When a fellow member of Stone Church said they were looking for volunteers to help in the faith-based housing unit, she agreed to sign up as a volunteer teacher.
Anderson said both her parents were alcoholics and she had a brother who dealt drugs and was an alcoholic. While she did not follow them into that lifestyle, she said it gave her compassion for those who struggle with addiction.
Fifteen years ago, she became one of the jail’s lay chaplains and was put in charge of the women’s faith-based housing program.
In 2016, the women’s program averaged about 19 participants at any given time, and almost 300 went through the program, Welch said. The men’s unit averaged 47 inmates a day, with nearly 600 going through in that year.
Most of the participants are low- to medium-security inmates, with some high-security inmates whose behavior has allowed them to enter the program. Applicants are vetted by the corrections staff and the chaplains.
ABIDING BY THE RULES
Anderson admits that there are inmates who sign up for the program because they see it as a way to get privileges that inmates in the general population don’t have. The God Pod inmates have access to microwave ovens and a cup of coffee or tea each day.
But Anderson quickly points out that those privileges come with a price — one that some inmates may consider a bit steep just for a cup of instant coffee.
“They have to abide by the rules,” she said.
And the rules are in some ways stricter than those in the general population.
Unlike the rest of the jail, inmates in the God Pods have to be up and out of bed at 6 a.m., cleaning the unit before breakfast and morning Bible study. Then there’s class time from 9 to 11 a.m., with lunch and free time between 11 and noon, followed by an hour of quiet time and two more hours of class time before dinner and additional study time.
Lights out is at 9:30 p.m.
Classes range from Bible studies to life skills and how to be a better parent and role model.
That regimented lifestyle helps weed out those who are signing up just because of the perks. There are also some who get removed for not abiding by the rules, Anderson said.
Welch said the unit has fewer disciplinary problems, mainly because inmates know they have to follow the rules if they want to stay there. And there’s a waiting list, he said.
While the teaching and teachers come from the Christian tradition, Anderson said only general religious principles are taught, avoiding doctrinal issues that can lead to arguments.
She said there have been non-Christians who asked to be in the units, and there were no problems. She points out that nobody is forced into the unit, nor do they have to stay if they don’t like what’s taught.
“We respect one another’s position. We give them respect, and we ask them to be respectful,” Anderson said. “It is a choice to be in here.”
Another rule is not to talk about past problems, such as the participant’s legal problems or convictions. Instead, the focus is on the future and what they need to do for a better life.

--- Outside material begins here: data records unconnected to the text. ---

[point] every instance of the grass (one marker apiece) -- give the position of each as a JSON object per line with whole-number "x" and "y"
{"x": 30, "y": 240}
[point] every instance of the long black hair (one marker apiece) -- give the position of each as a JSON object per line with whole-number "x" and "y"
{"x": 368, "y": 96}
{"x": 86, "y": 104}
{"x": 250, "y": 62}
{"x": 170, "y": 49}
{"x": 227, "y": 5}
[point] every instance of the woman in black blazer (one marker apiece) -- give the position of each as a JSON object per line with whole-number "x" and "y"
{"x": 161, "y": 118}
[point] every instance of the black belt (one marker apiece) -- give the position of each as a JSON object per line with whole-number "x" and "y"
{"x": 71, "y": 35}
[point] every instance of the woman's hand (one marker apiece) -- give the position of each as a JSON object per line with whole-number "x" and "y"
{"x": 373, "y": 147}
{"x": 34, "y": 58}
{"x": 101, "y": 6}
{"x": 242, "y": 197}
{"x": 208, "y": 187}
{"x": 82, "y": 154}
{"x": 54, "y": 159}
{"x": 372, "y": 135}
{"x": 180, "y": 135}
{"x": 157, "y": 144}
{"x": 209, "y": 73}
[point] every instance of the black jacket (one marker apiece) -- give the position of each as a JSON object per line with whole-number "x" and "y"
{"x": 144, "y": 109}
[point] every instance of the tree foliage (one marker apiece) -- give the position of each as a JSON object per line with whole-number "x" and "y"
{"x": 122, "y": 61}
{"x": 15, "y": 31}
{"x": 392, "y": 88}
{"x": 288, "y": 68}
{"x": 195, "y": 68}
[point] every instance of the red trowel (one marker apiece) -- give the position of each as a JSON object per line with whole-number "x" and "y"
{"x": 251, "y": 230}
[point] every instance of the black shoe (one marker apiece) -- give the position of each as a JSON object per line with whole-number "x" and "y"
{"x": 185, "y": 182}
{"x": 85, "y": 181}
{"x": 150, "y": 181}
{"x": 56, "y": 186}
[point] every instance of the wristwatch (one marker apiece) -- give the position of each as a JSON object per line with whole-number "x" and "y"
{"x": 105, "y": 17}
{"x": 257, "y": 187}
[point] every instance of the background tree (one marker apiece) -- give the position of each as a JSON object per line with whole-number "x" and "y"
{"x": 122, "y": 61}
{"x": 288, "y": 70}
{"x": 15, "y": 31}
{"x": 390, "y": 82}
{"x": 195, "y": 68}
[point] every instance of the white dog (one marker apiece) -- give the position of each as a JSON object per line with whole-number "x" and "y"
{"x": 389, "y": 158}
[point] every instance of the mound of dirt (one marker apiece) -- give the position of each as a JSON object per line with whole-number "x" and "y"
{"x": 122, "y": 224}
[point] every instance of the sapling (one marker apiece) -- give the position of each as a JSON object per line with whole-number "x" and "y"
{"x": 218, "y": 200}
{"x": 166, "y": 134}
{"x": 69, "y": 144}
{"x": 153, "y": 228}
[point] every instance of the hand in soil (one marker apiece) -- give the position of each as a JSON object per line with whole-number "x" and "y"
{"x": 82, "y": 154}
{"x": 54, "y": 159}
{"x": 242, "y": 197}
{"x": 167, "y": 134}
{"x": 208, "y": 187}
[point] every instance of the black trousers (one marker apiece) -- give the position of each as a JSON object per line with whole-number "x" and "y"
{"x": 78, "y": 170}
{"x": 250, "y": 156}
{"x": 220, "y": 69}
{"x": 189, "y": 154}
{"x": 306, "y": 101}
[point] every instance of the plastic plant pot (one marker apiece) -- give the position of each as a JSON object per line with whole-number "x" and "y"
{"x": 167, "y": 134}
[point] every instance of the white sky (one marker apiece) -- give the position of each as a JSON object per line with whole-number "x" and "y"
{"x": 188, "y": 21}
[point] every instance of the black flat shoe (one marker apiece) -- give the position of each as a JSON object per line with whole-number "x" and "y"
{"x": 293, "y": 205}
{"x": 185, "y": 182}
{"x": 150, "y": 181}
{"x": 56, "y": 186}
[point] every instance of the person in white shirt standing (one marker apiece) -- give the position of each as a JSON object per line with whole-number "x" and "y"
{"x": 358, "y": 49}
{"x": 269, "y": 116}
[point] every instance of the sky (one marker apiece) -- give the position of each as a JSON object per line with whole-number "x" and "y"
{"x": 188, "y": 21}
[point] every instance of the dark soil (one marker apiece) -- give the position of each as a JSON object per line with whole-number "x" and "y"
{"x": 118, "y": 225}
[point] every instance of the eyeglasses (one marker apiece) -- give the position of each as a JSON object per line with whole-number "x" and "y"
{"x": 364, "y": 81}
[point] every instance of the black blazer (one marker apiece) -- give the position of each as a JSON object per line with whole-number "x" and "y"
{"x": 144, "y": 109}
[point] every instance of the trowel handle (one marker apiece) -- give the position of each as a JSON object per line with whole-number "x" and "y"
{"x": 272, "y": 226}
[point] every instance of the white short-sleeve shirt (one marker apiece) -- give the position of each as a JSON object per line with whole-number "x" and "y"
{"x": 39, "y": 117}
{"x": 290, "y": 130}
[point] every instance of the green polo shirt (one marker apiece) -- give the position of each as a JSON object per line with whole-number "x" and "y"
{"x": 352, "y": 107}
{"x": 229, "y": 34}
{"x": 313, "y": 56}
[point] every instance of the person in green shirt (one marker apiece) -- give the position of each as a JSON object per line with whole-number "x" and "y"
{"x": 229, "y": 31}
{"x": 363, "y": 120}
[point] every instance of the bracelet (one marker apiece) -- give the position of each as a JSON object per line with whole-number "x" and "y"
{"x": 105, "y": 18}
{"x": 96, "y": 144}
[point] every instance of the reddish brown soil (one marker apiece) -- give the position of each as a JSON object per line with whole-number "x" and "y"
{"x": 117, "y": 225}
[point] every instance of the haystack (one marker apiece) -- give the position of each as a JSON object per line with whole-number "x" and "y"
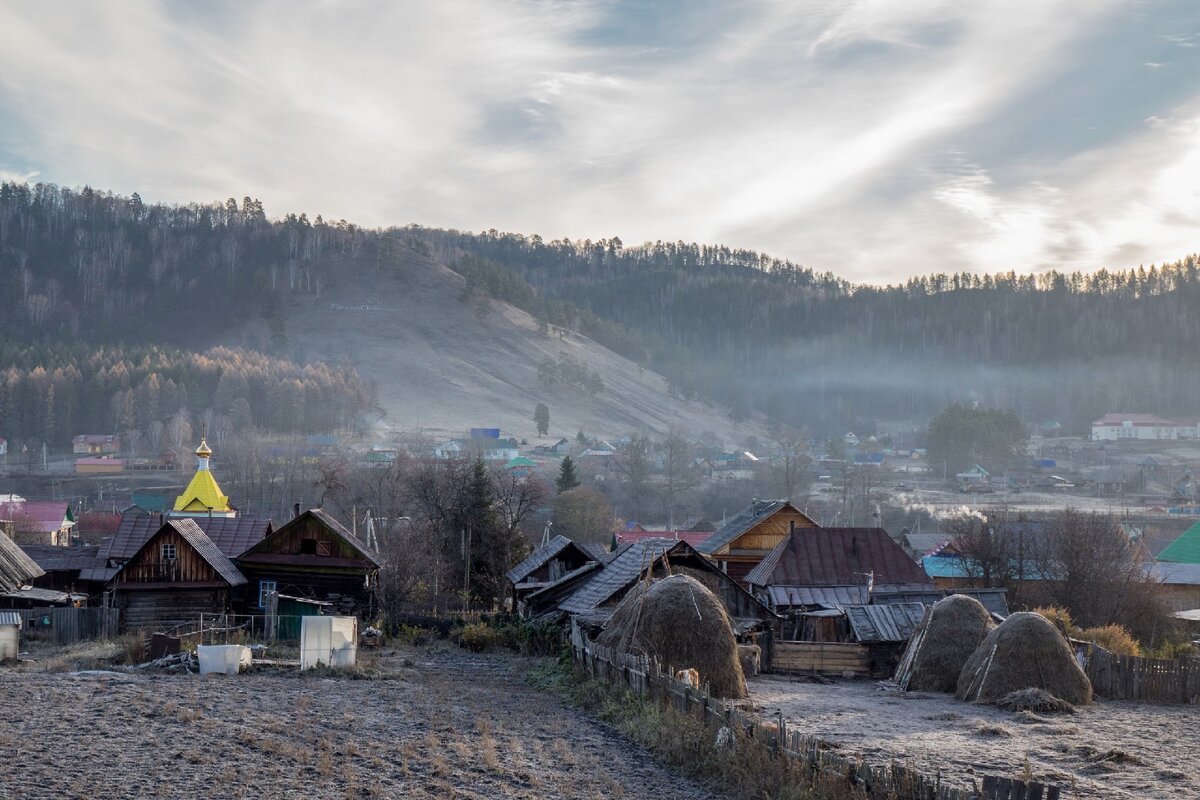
{"x": 952, "y": 630}
{"x": 685, "y": 626}
{"x": 1026, "y": 651}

For some inmates, the parenting classes are the first time they have seen what a parent’s proper role should be in a family, Anderson said.
And some of the women say the program is helping them make changes.
Erica Godinez, who has been there for a year, said she was not a morning person when she first came there, but that has changed as she has had to get up every day and do chores.
“I want to change. I want to be different,” said Godinez, who is in the jail on a U.S. Marshal’s hold.
LIFE BACK ON TRACK
Vickers said that when she came into the unit, she had no religious background. The strict schedule in the pod gave Vickers structure during her time in jail, as well as in her life. And while there, she experienced a religious conversion.
However, it took a while for her to truly put her life in order after she got out, which she said was her fault. She had three other scrapes with the law before becoming completely sober.
Part of her initial problem coming out was not thinking she could be forgiven for her past. She went to a service at Anderson’s church when she got out, but felt she had to leave when she couldn’t see Anderson there and was afraid people were judging her.
But she said it was the classes in the pod that helped her eventually get her life back on track and connected with Together Church.
And she goes back and teaches in the pod, seeing women who are in the place where she was 13 years ago. She wants to help them as Anderson and others helped her.
One of the things she and other teachers stress is the need for program participants to connect with a church either before or as soon as they get out of jail, so they have a support network to build on the success they had in jail. She said she and the other volunteers will help them find churches in the areas where they are going after jail so they have a welcoming place to go.
In the God Pod, “you are in this little bubble. You are safe,” Vickers said. “When you get out, you’re thrown back into the same situations you were in before.”
Welch said she’s seen a few participants come back into the jail as inmates, but he said those who stick with the program are more likely to stay out of jail.
Anderson said she has seen many women like Vickers turn their lives around — getting jobs and helping in the community, such as at the Union Gospel Mission.
But she also notes there have been failures — including participants who died after falling back into their old lifestyles. She keeps copies of their obituaries and will ask herself if she could have done anything more to have saved their lives.
“Anybody who is in the ministry has a tendency to do that,” Anderson said.